I like the idea of a whole family being forced to leave their culture because of differing ideologies. I can see there being family tension as well because one of the kids may be a traditionalist. From the title though, it sounds like a straight comedy. Do you think a bit more pathos and tragedy might work. Maybe a betrayal by one of the family members? I also like fish out of water stories as well. I think it’s a great idea.
The actual logline is a bit choppy though and I find it hard to follow the point of it. I get that there’s a family in hiding from their community leader and they’ve run away because they don’t fit in, and i kind of see that a lot of the story would be around fitting in the new community they’ve run to and getting over misconceptions about what they consider the new community to be.
I can see possible themes of perceptions of theology and dogma, ethical and moral themes, the evolving attitudes to sin, perhaps even the anachronistic meeting the modern.

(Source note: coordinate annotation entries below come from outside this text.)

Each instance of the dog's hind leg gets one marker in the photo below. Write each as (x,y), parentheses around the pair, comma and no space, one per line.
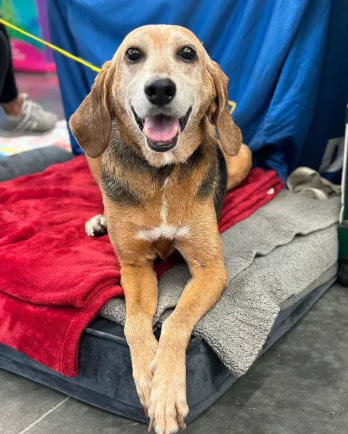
(238,167)
(96,226)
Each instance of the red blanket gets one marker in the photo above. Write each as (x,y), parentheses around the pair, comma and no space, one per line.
(53,278)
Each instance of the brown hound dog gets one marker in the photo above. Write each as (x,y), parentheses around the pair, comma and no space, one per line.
(148,128)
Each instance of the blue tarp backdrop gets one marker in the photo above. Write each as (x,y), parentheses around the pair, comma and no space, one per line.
(287,63)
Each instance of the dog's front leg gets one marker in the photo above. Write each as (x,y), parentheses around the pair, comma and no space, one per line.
(139,282)
(168,406)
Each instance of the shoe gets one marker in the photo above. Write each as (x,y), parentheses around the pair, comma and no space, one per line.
(33,120)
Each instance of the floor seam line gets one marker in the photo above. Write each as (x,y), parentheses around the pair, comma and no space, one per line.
(43,416)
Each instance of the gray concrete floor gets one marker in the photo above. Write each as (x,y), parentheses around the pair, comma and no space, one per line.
(300,386)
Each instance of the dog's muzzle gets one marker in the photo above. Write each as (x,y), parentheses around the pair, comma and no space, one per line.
(161,130)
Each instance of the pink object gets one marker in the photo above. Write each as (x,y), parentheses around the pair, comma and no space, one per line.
(29,15)
(27,58)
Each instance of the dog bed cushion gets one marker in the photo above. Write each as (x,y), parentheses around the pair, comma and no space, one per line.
(105,379)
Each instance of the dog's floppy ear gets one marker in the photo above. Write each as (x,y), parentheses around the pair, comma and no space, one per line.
(92,121)
(229,134)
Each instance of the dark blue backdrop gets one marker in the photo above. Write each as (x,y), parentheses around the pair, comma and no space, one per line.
(287,63)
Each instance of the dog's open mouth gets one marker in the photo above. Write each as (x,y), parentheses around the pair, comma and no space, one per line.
(161,130)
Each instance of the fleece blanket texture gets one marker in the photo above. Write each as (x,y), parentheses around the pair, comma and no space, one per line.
(53,278)
(273,258)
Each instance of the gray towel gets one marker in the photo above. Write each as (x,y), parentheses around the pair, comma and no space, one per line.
(273,257)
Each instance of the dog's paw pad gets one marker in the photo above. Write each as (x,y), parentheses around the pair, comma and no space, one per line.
(96,226)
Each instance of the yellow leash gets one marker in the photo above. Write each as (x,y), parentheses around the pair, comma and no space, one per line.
(53,47)
(69,55)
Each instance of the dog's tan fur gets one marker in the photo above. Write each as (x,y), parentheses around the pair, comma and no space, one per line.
(169,216)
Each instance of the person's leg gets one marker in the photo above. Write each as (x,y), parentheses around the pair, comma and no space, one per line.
(18,114)
(10,99)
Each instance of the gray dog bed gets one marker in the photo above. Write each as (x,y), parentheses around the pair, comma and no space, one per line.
(281,261)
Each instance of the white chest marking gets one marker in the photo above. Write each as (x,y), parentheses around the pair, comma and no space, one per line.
(165,231)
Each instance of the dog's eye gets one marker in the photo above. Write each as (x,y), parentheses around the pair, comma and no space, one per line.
(134,54)
(187,53)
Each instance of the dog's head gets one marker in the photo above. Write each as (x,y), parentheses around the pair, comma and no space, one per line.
(159,87)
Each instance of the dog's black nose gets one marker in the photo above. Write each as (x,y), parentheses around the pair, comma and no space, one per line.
(161,91)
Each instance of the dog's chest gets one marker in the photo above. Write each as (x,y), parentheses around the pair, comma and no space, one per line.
(168,225)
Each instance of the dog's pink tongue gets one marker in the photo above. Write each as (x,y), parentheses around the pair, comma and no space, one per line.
(161,128)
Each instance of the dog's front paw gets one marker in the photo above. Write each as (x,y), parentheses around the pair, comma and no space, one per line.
(96,226)
(168,406)
(142,356)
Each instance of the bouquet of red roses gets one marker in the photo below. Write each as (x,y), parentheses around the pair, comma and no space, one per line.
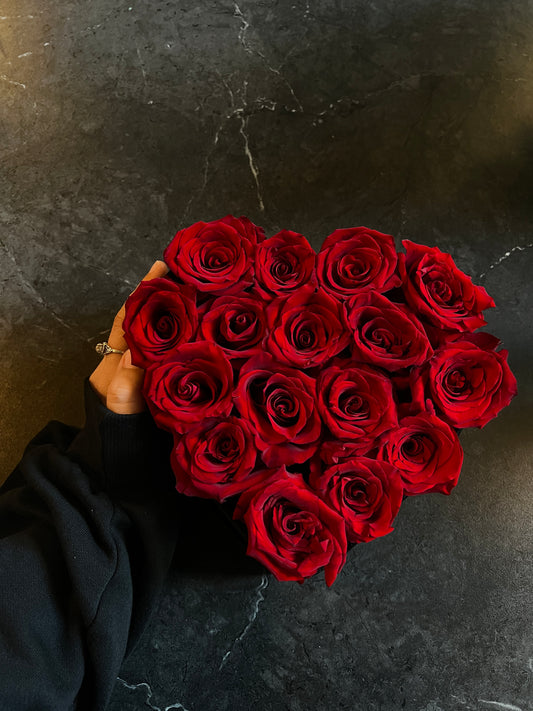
(315,391)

I think there are loads of really interesting and fun things to explore here
Thanks Ashley. You’re on the money about this being a comedy and about people fleeing their cultures. My story is in fact an allegory for refugees arriving in Australia. The logline I posted is clunky, especially in setting up the MC’s goal for overcoming a flaw. Maybe something like this would be better: “Persecuted by Lucifer for having turned into good devils, a devil boy and his family flees Hell for Earthly suburbia where the devil boy saves the neighbourhood from an evil developer.” Your thoughts?

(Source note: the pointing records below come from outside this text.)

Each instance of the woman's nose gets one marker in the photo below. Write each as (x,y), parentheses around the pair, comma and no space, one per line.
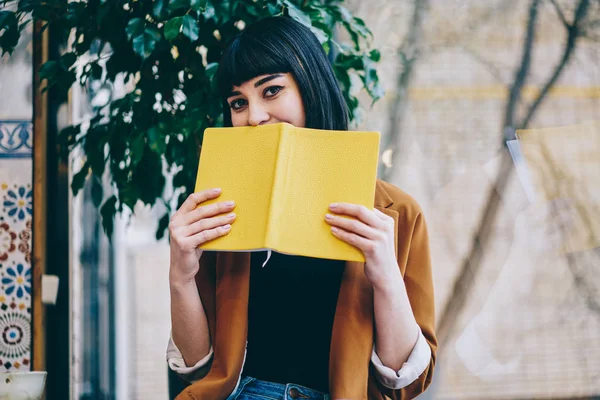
(257,115)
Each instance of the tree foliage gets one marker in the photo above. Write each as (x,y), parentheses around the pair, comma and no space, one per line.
(165,52)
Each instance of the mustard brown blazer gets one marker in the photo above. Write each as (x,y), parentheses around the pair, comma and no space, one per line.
(223,285)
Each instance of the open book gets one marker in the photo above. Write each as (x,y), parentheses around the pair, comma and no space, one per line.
(283,179)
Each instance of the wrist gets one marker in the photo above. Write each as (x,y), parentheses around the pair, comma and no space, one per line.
(390,285)
(178,280)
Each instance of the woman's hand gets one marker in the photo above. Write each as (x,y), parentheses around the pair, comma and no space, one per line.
(372,232)
(192,226)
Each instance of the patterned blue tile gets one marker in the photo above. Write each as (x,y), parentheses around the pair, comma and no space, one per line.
(16,138)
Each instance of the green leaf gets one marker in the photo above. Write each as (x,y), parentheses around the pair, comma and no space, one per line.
(136,148)
(173,27)
(157,8)
(320,34)
(7,18)
(96,71)
(375,55)
(163,223)
(211,70)
(359,26)
(135,27)
(107,211)
(297,14)
(190,27)
(181,179)
(67,60)
(97,192)
(144,44)
(177,4)
(198,5)
(79,179)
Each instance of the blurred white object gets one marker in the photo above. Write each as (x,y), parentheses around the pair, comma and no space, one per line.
(521,167)
(49,290)
(22,385)
(477,356)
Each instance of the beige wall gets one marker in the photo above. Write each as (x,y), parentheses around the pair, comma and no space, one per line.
(527,330)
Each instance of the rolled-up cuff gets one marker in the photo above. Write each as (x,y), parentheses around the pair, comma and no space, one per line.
(177,364)
(417,362)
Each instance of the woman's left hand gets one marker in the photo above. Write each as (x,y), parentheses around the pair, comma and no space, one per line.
(372,232)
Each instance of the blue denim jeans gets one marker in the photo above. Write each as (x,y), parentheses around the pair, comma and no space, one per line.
(255,389)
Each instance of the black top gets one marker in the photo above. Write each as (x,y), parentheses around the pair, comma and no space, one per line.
(290,318)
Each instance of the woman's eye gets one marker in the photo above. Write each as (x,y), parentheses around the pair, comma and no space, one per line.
(272,91)
(237,104)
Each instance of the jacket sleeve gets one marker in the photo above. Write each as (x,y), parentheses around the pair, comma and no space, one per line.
(187,373)
(415,365)
(206,283)
(415,261)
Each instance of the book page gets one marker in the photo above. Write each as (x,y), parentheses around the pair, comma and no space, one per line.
(321,167)
(241,161)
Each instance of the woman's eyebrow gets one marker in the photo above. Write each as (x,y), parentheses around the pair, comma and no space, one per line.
(257,84)
(266,79)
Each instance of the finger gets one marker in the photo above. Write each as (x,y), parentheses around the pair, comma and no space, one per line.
(210,234)
(207,211)
(381,215)
(358,211)
(194,199)
(353,239)
(208,223)
(351,225)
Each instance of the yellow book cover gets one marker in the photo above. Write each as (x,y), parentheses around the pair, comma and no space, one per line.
(283,179)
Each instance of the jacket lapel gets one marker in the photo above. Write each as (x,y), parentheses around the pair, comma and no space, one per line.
(229,327)
(353,327)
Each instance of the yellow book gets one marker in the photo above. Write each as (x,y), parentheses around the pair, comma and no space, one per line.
(283,179)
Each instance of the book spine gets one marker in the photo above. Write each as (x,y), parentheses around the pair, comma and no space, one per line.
(276,202)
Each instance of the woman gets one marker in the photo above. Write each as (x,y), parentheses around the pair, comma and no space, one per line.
(300,327)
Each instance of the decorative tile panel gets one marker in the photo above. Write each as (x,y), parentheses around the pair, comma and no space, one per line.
(15,245)
(15,139)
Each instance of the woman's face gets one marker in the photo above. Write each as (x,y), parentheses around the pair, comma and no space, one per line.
(267,99)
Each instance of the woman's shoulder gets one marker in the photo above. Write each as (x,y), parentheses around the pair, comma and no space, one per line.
(391,196)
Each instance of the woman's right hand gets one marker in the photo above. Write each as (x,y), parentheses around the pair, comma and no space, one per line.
(192,226)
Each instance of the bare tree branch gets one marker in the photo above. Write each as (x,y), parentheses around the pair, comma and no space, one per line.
(472,263)
(493,69)
(408,54)
(521,74)
(574,33)
(561,15)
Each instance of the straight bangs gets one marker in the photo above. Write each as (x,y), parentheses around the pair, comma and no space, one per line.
(245,59)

or “A persecuted family of good devils flees Hell for Earthly suburbia where they fight to gain acceptance in a neighbourhood embroiled in battling a property developer.”

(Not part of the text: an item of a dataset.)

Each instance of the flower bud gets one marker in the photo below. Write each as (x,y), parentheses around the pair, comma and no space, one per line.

Hi Cryters. To be honest, I’m really new to this logline stuff, so please don’t think that I speak with any authority. One comment I read before said that the protagonist should have their character theme trait and goal in the logline. The theme trait would be the tool that the protagonist moves the story along with. So, for example, the Devil leaves hell and their practices because he stubbornly will not do what he’s told. Later in the story, he either overcomes that stubbornness or uses it to win the day. But in the logline he’s a stubborn devil because that’s the characters theme.
Stubbornness is just an example by the way. You can definitely come up with a better trait. How about disobedience for irony? Lucifer would be a real hypocrite if he doesn’t like disobedience.
The story’s theme could be mentioned too, so as it’s about refugees, could you say that the family seek refuge in suburbia? Your third logline conveys the story to me really well. –
A persecuted family of good devils flees Hell for Earthly suburbia where they fight to gain acceptance in a neighbourhood embroiled in battling a property developer.?
From what I’ve read, that’s very correct because it shows the story and the visual story that’s being told. Maybe the protagonist should be more proactive. So instead of becoming embroiled in a property development war, The family chooses to defend a town that fears and despises them from a ruthless property developer. Like I say though, I have no experience with logline rules and I think I’m mixing it up with tagline rules.
Just as an aside, you don’t have to tell me if you don’t want to. Is lucifer the property developer?
For purposes of structuring the concept a vague notion of a known theological paradigm can work. However for pitching all elements of a logline need to be immediately clear for most readers with out a need to look at “…two differing themes from two well known theologians?”.
Some great feedback above.
I think your last draft is pretty good. In fact, it could almost be pitched as a series, just IMO… a modern day riff on the Adams Family/ Munsters 😉
Best of luck.
Thanks Tony. Yes, you’re right but I was thinking of The Munsters and The Beverly Hillbillies, though with a refugee twist (the three series mentioned are just fish-out-of-water comedies, ie with no social undertones attached to them).